Affordable housing schemes, meanwhile, tend to have their own rules, with many requiring you to live in your local area. So check what’s required and whether you qualify before relying on these schemes as a leg-up.
5. Stay in your price range
It’s one thing to do your homework before house-hunting. But with your dream home on the line, you may be tempted to make a higher offer just to beat out the competition.
Make sure you stay within the range of your mortgage in principle, or the range you’ve previously worked out that you can afford.
Also, ensure you’re not overpaying. Lenders want to make sure that the home you’re offering as security is worth the loan amount.
If you offer too much, and the lender decides the house isn’t worth that much, they may not grant you the loan.
- Find out more: finding the best places to live
6. Update all your address details
Getting a mortgage involves a mountain of paperwork, and lenders tend to check every last detail.
Any discrepancies – for example, if the address on your driving licence doesn’t match the electoral roll – could result in your application being delayed or even rejected.
For this reason, it’s worth checking every piece of evidence you’re planning to submit and making sure all your details are updated and correct.
7. Have evidence of your deposit
The lender will want you to show evidence of your deposit – and you’ll also need to show where it came from.
If you’ve been saving up, lenders will want to see evidence of a savings pattern, including at least three months’ worth of bank statements (and often much more).
If you’ve been given the deposit as a gift, you’ll need to provide a letter from the donor.
Beware of gifted deposits that are actually loans. If your parents expect you to pay back the deposit, the lender may treat this as a debt and factor it into your affordability.
- Find out more: how much deposit do you need for a mortgage?
8. Know whether your family can help
If you’re struggling to get approved for a loan, you might want to ask for help from your family.
It’s worth investigating your options early, so that you and your family don’t need to scramble to make a decision at the last minute.
A few potential options are guarantor mortgages or offset mortgages. Both come with risks, so sit down with your relatives to work out exactly what they are and aren’t comfortable doing.
9. Budget for solicitor fees and application costs
While the deposit is often the biggest hurdle when buying a house, you’ll also need to budget for all the other expenses of buying.

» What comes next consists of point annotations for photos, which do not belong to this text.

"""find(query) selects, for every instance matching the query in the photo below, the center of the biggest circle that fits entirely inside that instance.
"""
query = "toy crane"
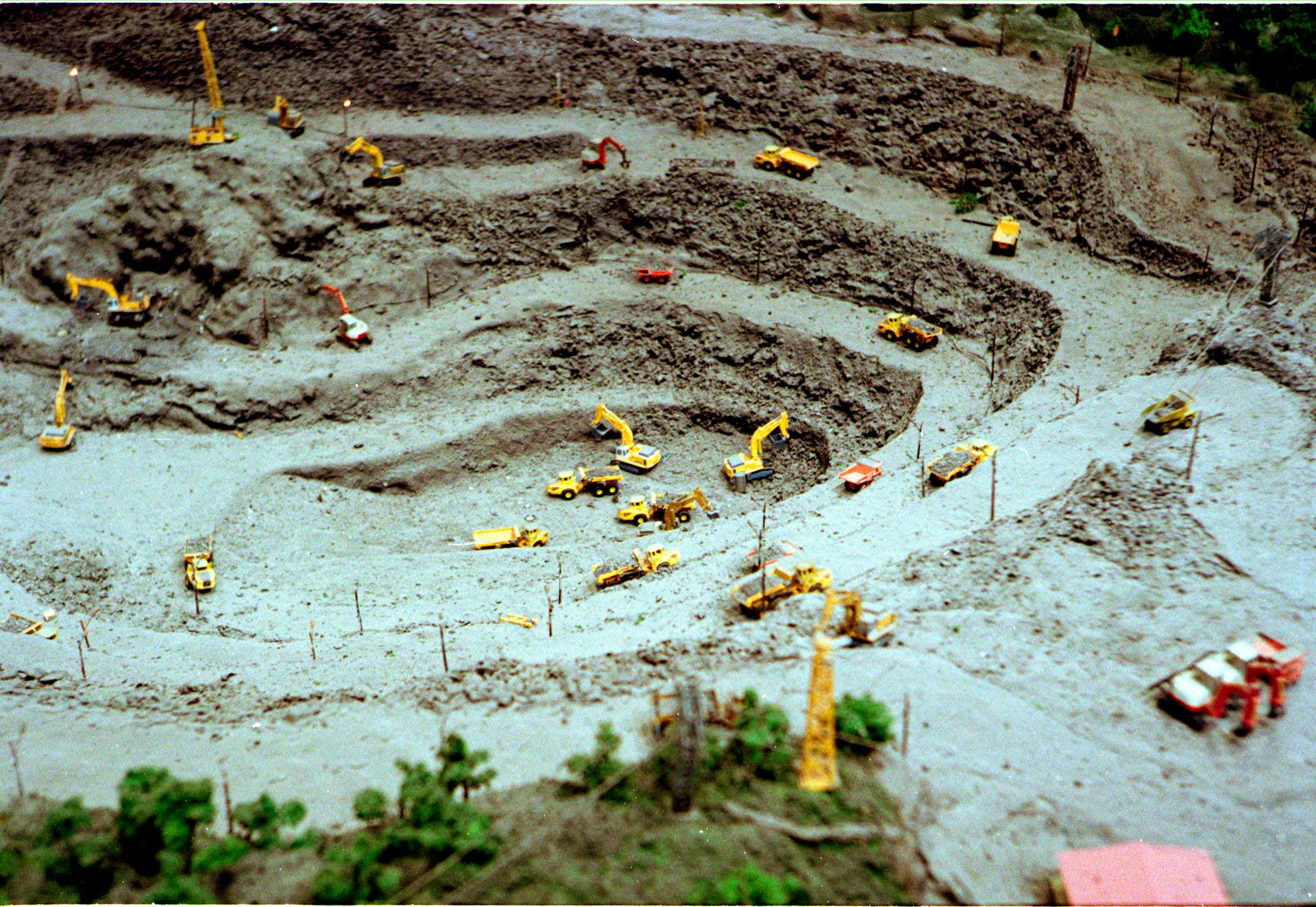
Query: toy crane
(121, 307)
(745, 469)
(818, 752)
(628, 455)
(58, 437)
(214, 133)
(352, 330)
(590, 162)
(382, 173)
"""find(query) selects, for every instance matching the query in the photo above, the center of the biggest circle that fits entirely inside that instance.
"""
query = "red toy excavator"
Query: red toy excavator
(352, 330)
(590, 162)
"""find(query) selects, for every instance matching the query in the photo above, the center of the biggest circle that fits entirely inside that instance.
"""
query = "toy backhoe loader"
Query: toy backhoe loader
(121, 308)
(199, 564)
(596, 482)
(855, 622)
(350, 329)
(670, 508)
(214, 133)
(592, 160)
(745, 469)
(284, 117)
(762, 593)
(57, 436)
(788, 161)
(628, 455)
(1174, 412)
(960, 462)
(382, 173)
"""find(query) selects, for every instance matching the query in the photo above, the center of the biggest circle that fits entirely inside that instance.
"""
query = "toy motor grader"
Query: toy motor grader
(1174, 412)
(911, 330)
(788, 161)
(655, 558)
(670, 508)
(596, 482)
(960, 462)
(762, 593)
(199, 564)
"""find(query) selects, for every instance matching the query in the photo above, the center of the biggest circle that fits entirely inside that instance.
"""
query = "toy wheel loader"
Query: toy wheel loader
(1174, 412)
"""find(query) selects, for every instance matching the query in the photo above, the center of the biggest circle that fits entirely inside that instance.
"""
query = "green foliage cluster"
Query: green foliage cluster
(427, 822)
(751, 885)
(864, 718)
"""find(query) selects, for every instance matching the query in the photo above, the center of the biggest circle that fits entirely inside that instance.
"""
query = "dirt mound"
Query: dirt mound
(947, 132)
(20, 97)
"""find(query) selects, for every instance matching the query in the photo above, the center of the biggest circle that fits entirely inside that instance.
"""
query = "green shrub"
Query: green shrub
(263, 819)
(751, 885)
(599, 767)
(158, 812)
(761, 739)
(865, 718)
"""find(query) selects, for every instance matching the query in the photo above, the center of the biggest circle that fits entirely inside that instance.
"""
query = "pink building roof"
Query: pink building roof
(1138, 873)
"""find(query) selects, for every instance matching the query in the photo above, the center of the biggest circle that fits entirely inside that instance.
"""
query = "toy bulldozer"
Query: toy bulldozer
(1174, 412)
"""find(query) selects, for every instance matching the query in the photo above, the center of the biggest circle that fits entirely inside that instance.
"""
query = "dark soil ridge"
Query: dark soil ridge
(947, 132)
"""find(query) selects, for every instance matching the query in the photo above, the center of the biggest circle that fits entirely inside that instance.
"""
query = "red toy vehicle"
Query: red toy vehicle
(653, 275)
(1206, 688)
(860, 476)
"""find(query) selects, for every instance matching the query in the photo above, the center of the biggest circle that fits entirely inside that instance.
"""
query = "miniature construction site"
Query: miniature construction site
(678, 454)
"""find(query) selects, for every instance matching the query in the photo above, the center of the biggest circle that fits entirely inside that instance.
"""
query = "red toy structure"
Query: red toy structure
(860, 476)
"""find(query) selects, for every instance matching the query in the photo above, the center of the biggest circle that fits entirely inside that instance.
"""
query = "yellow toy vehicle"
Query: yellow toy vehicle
(1004, 238)
(759, 595)
(911, 330)
(960, 462)
(655, 558)
(788, 161)
(1174, 412)
(569, 484)
(58, 436)
(670, 508)
(510, 536)
(199, 564)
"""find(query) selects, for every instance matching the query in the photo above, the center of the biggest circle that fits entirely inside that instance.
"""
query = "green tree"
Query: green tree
(158, 814)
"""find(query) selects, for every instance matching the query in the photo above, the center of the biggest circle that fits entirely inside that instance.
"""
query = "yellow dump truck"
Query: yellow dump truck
(1004, 238)
(788, 161)
(762, 593)
(199, 563)
(911, 330)
(655, 558)
(960, 462)
(572, 483)
(1174, 412)
(510, 536)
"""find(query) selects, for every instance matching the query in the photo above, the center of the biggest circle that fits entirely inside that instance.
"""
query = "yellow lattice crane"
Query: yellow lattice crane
(818, 754)
(214, 133)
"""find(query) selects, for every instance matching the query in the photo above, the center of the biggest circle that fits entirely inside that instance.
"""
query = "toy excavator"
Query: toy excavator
(590, 162)
(57, 436)
(745, 469)
(628, 455)
(214, 133)
(382, 173)
(352, 330)
(284, 117)
(121, 308)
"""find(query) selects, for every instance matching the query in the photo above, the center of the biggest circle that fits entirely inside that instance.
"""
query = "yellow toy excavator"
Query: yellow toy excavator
(284, 117)
(214, 133)
(121, 308)
(58, 437)
(745, 469)
(628, 455)
(382, 173)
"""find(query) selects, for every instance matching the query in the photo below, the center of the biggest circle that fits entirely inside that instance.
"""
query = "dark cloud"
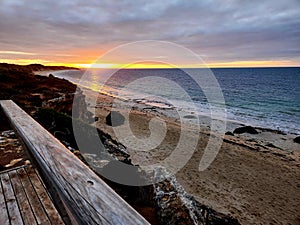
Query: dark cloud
(218, 30)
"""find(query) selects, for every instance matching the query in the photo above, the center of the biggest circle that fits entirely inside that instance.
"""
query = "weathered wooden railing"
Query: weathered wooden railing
(88, 200)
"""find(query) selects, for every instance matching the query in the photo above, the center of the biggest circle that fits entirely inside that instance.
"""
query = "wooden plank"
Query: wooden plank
(25, 208)
(94, 203)
(39, 187)
(3, 210)
(14, 214)
(34, 201)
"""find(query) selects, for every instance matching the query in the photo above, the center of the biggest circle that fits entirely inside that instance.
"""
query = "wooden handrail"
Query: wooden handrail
(89, 200)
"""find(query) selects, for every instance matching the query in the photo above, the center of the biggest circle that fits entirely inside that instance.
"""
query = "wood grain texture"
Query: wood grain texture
(24, 205)
(47, 204)
(3, 209)
(14, 214)
(89, 202)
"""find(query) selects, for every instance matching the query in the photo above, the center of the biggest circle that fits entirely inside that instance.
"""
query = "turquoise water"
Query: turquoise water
(265, 97)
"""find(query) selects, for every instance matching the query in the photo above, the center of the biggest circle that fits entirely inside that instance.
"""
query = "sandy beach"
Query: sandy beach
(255, 177)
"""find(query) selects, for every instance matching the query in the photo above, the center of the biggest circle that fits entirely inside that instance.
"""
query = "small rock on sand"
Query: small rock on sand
(245, 129)
(297, 139)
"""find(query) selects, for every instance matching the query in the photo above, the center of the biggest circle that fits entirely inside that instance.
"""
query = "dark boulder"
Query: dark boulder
(229, 133)
(297, 139)
(246, 129)
(115, 119)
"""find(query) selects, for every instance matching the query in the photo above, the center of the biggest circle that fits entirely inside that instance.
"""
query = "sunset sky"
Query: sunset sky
(224, 33)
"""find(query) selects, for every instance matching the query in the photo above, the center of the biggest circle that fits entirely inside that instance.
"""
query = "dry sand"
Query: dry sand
(254, 178)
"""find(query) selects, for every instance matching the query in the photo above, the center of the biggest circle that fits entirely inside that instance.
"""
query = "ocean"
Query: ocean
(262, 97)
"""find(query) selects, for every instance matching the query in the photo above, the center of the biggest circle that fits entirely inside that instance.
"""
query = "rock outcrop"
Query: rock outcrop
(114, 119)
(176, 206)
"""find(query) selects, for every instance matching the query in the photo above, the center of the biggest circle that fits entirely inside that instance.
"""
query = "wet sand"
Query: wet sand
(254, 178)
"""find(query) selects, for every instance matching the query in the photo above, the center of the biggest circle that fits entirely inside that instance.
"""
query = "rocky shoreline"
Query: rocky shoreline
(50, 101)
(239, 183)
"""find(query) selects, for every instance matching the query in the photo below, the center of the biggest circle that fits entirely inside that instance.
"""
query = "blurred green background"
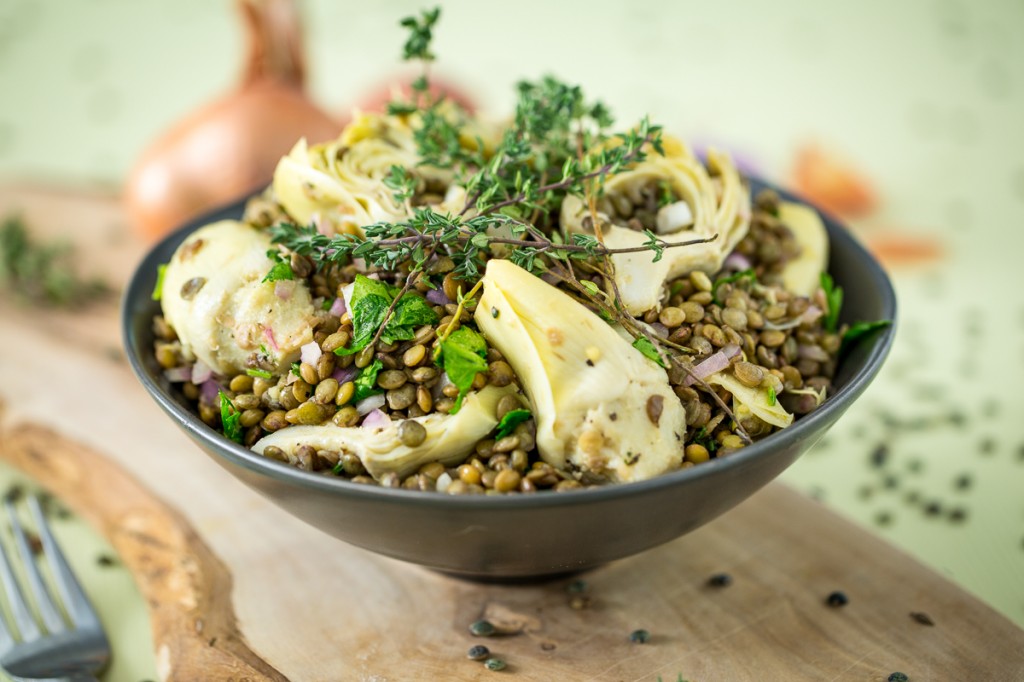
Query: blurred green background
(924, 99)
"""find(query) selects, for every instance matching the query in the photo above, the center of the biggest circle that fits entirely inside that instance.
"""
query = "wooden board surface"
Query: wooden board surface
(308, 607)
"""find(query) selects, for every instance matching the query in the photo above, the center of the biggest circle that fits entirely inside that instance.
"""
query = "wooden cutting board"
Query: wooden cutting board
(239, 590)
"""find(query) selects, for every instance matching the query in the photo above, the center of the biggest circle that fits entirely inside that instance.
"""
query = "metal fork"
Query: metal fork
(70, 650)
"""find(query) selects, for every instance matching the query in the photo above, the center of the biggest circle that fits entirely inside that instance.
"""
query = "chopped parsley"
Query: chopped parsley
(463, 356)
(282, 268)
(371, 300)
(230, 419)
(512, 419)
(366, 383)
(158, 290)
(646, 346)
(742, 274)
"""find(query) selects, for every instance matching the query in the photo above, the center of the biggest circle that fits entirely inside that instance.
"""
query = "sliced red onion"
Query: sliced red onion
(310, 352)
(201, 372)
(178, 375)
(368, 405)
(346, 295)
(268, 333)
(283, 289)
(437, 297)
(714, 363)
(376, 419)
(737, 261)
(209, 390)
(344, 375)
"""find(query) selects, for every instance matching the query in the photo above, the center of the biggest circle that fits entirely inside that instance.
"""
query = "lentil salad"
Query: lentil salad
(361, 320)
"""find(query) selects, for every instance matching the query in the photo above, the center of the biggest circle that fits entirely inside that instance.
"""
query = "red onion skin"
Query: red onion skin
(714, 363)
(338, 308)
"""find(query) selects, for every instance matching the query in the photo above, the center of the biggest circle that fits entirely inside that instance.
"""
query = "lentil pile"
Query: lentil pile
(768, 336)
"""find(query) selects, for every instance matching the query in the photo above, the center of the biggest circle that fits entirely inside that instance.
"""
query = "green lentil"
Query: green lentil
(412, 433)
(482, 629)
(495, 664)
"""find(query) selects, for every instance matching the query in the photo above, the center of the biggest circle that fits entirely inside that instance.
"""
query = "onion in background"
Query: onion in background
(230, 146)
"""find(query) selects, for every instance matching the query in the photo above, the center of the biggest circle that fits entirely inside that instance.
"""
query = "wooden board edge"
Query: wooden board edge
(186, 588)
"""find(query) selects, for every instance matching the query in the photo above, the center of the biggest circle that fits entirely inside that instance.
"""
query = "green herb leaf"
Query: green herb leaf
(646, 346)
(701, 437)
(743, 274)
(463, 356)
(158, 290)
(371, 300)
(230, 419)
(860, 331)
(834, 298)
(512, 419)
(410, 312)
(366, 383)
(282, 268)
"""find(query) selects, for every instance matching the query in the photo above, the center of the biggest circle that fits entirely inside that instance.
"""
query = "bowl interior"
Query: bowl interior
(582, 527)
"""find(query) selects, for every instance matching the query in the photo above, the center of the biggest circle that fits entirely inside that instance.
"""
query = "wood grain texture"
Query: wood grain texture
(313, 608)
(186, 587)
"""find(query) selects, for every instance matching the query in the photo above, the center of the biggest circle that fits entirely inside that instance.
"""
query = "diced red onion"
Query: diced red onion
(437, 297)
(178, 375)
(346, 295)
(344, 375)
(310, 352)
(201, 372)
(209, 390)
(283, 289)
(714, 363)
(368, 405)
(737, 261)
(268, 333)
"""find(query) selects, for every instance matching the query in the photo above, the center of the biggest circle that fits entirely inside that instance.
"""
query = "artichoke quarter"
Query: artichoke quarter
(600, 406)
(215, 298)
(450, 437)
(707, 206)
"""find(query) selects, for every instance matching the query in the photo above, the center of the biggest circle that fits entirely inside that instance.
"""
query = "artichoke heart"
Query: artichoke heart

Some mortgages have application fees, which could be as high as £900, while you may need to pay a fee to the broker.
Your solicitor fees will also need to be paid, as well as the costs of having a house survey done.
- Find out more: costs of buying a house
10. Factor in stamp duty
Since November 2017, first-time buyers have been granted a stamp duty exception in certain circumstances – namely, if the property they’re buying is worth less than £300,000.
If your property costs between £300,000 and £500,000, you’ll pay just 2% on anything above £300,000. But if the property costs more than £500,000, you’ll pay stamp duty at the normal rates.
Use our stamp duty calculator to work out whether you’re likely to face a tax bill.
11. Be prepared to pay your exchange deposit
Your offer has been accepted, your mortgage application has been approved and contracts are being exchanged – you’re almost there!
At this point, you’ll often be asked to provide an exchange deposit, usually 10% of the property price. Generally, this will be the deposit you’ve saved up to secure a mortgage.
The difficulty comes up when you’ve taken out a 95% mortgage, but the seller expects a 10% deposit. You may need to negotiate for a smaller deposit on exchange.
If you pull out after you’ve exchanged contracts, you may forfeit your deposit. So if you make it to exchange, make sure you’re in a position to go through with the sale.
12. Consider using a mortgage broker
As a first-time buyer, it can be daunting to navigate the mortgage process and find the best deal.
A mortgage broker can help you find the right mortgage deal for your circumstances, and help you submit the best possible application.